Aí surge o pedido do Carlos Pacheco para alguém guardar a morta no congelador, para posterior análise de proveniência. Morta sim, mas ainda podia servir a ciência. Como portador da caixa de cartão eu era, obviamente, o melhor candidato. Comecei rapidamente a fazer contas de cabeça. A Sandra não iria de certeza achar piada ao convívio com um cadáver no congelador. "Se quiseres eu levo!". Era o Pedro Marques a oferecer-se para levar a cabo a árdua tarefa. Lá me fiz homem e liguei para casa. O que ouvi do outro lado foi um "Hã?!" incrédulo. Realmente, como é que se justifica o pedido quase irreal? Tive que me esforçar bastante - "É só por uns dias..." - mas acabei por conseguir. "Traz lá isso!"
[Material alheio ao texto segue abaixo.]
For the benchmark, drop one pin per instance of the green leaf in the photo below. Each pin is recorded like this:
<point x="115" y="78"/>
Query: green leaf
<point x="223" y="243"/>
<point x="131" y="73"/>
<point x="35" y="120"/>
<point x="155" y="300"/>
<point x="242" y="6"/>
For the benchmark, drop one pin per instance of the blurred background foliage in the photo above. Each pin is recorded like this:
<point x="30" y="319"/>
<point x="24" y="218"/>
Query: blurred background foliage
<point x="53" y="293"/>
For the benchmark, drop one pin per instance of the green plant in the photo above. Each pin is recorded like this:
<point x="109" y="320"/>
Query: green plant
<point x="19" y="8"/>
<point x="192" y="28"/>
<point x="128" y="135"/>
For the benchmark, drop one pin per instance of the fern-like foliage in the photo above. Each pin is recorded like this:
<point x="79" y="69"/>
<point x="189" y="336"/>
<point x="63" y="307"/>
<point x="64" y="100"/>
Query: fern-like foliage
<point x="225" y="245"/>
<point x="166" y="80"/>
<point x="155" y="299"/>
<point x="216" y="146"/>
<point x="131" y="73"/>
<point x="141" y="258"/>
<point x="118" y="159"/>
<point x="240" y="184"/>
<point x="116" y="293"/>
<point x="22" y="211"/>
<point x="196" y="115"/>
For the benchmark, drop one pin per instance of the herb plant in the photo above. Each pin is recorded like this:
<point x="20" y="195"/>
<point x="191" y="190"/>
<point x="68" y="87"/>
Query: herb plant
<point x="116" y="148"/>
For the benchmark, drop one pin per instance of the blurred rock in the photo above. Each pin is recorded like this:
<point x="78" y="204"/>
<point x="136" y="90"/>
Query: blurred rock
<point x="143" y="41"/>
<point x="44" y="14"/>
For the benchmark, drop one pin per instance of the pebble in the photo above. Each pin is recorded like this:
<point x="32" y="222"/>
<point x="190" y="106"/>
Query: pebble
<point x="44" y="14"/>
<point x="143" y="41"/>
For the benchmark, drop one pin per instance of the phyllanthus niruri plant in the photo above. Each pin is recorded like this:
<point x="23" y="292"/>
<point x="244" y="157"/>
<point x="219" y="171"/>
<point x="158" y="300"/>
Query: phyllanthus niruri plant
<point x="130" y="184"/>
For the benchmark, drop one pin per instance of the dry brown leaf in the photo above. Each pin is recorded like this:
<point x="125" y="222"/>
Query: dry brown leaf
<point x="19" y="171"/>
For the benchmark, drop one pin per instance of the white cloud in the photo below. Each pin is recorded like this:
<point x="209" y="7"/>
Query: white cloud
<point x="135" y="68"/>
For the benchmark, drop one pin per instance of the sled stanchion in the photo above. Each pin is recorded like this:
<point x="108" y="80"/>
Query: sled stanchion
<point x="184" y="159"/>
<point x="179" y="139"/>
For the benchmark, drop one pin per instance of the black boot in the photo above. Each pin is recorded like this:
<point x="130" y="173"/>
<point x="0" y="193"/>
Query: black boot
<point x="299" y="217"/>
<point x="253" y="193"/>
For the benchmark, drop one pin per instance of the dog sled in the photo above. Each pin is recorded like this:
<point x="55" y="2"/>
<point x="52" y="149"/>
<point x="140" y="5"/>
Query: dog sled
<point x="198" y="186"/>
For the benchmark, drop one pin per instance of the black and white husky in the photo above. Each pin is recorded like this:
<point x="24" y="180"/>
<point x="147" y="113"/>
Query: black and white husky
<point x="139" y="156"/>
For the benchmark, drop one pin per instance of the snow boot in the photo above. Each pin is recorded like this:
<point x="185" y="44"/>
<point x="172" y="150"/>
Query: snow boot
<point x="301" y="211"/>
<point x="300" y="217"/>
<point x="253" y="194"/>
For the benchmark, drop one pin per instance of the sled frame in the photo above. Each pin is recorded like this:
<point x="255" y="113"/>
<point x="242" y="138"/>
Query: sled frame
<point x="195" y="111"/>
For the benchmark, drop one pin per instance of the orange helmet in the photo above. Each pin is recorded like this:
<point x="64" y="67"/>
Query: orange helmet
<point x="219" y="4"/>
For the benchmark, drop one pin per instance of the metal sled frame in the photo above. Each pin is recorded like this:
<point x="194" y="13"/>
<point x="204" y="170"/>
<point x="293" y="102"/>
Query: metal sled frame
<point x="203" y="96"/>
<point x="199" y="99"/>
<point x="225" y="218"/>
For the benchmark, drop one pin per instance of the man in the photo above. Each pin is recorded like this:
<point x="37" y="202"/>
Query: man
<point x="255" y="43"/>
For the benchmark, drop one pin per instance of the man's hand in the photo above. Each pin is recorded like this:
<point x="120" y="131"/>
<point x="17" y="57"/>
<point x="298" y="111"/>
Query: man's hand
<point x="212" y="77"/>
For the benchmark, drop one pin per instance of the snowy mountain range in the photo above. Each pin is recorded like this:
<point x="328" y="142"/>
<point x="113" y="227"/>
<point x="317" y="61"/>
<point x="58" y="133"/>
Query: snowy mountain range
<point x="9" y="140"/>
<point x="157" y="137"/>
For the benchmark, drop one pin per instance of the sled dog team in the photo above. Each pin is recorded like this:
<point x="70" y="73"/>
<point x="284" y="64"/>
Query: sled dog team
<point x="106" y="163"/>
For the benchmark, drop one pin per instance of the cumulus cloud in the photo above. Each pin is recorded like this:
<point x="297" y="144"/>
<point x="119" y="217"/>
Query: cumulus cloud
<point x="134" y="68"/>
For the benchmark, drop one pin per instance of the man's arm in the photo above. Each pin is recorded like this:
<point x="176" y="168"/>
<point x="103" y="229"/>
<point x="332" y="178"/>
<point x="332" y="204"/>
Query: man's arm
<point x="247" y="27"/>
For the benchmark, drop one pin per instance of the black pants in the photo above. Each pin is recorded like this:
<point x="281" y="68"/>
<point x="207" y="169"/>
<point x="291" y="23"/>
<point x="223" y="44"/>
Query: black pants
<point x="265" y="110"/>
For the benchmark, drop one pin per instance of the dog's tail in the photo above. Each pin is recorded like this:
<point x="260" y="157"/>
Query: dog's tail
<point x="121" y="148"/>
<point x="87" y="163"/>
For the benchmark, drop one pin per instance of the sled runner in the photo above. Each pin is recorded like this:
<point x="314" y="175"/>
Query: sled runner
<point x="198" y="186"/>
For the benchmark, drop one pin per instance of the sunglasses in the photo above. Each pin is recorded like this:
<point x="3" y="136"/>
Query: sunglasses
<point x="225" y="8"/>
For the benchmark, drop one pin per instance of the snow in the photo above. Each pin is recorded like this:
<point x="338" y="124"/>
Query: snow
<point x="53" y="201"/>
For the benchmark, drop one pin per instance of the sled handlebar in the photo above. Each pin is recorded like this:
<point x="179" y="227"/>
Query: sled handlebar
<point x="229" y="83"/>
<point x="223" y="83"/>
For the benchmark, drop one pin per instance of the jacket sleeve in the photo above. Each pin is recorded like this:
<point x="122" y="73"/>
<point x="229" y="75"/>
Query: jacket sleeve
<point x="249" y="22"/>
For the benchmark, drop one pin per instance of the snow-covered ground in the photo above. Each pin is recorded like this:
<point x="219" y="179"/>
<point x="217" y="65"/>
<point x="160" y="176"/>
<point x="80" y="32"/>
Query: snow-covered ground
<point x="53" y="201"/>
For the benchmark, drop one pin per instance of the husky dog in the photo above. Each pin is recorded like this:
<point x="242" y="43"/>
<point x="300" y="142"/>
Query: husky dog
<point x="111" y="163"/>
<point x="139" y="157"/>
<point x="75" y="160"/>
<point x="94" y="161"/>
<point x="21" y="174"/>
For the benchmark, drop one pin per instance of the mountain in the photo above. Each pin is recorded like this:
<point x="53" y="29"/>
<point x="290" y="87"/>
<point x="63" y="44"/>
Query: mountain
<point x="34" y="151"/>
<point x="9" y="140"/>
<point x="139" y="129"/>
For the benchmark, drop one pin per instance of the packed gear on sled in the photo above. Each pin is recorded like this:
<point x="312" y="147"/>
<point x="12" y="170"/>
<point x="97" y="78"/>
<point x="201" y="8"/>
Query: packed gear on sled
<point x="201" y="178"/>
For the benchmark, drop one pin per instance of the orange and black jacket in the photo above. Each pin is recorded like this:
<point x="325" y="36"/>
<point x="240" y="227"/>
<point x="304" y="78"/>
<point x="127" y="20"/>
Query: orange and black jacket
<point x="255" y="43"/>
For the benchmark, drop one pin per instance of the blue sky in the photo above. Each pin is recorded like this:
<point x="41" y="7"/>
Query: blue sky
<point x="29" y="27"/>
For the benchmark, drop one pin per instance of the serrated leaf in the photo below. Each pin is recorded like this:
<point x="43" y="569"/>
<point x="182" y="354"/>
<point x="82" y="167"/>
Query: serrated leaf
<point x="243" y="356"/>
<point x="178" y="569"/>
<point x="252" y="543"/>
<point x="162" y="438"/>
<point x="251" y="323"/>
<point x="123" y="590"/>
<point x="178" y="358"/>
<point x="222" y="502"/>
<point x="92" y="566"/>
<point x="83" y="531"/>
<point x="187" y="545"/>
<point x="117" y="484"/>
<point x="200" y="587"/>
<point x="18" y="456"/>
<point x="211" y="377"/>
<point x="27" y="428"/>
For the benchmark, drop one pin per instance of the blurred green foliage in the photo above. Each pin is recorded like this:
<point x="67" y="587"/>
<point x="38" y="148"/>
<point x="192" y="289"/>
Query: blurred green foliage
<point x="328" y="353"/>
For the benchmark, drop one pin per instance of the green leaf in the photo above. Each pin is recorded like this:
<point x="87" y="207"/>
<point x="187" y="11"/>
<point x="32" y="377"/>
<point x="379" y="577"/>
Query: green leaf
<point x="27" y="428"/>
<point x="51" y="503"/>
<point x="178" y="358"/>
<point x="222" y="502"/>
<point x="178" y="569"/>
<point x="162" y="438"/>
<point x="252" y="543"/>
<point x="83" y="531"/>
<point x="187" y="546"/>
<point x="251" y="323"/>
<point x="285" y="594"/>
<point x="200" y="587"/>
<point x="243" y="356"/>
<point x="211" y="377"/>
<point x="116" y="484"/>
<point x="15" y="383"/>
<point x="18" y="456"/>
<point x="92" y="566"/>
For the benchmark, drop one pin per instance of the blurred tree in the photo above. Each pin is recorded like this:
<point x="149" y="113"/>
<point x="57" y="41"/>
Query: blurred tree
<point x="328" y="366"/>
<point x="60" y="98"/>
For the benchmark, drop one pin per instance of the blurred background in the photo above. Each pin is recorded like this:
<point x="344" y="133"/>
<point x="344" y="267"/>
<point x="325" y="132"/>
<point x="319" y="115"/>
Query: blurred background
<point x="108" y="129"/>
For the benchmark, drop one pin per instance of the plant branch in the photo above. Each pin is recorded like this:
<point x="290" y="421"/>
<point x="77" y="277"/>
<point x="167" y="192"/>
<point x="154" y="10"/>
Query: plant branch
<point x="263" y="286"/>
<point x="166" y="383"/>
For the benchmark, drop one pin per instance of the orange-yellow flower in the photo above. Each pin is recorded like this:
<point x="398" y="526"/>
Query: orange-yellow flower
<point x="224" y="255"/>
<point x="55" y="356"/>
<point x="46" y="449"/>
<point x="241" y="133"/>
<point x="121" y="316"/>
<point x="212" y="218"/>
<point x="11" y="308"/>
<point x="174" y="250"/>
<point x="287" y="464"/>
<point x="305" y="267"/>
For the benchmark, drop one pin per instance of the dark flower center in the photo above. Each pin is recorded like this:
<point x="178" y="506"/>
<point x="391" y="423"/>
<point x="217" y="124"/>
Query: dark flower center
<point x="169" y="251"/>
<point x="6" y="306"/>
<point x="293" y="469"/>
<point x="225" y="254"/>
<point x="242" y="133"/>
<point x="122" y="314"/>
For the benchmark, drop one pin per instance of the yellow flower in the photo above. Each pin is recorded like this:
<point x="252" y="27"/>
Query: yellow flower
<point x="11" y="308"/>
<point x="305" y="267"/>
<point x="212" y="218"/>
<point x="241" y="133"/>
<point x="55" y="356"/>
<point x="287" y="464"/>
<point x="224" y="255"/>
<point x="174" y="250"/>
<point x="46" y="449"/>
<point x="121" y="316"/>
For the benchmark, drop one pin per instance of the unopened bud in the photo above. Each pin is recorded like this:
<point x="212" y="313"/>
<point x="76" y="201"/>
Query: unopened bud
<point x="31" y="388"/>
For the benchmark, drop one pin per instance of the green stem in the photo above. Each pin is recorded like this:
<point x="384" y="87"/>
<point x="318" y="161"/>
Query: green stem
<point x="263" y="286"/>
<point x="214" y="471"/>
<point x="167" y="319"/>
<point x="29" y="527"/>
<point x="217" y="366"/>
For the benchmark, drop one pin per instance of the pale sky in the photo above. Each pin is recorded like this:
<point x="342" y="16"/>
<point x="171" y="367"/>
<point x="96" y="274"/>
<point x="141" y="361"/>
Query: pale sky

E pronto. Foi assim que acabei por passar umas semanas com um morto no congelador. Não é para todos. 
A história acabou - por agora - no dia 4 de janeiro com a mensagem mais estranha que recebi na vida:
"Olá! Bom Ano! Queria combinar contigo para recolher o cadáver."
Era  o Carlos Pacheco, que queria pôr a investigação em marcha. Muito me ri a ler o texto. Segundo sei, as análises já estão em curso.
Um dia destes saberemos novidades. 

Resta-me agradecer ao Jorge Fernandes pela única foto da ave ainda com vida. Vim a saber mais tarde que estava a dar um passeio de bicicleta quando teve o encontro imediato e que tirou a foto com o telemóvel. E esta, hein?!

#canaldoxofred

(*) Hoje em dia o Space Mountain chama-se Hyperspace mountain.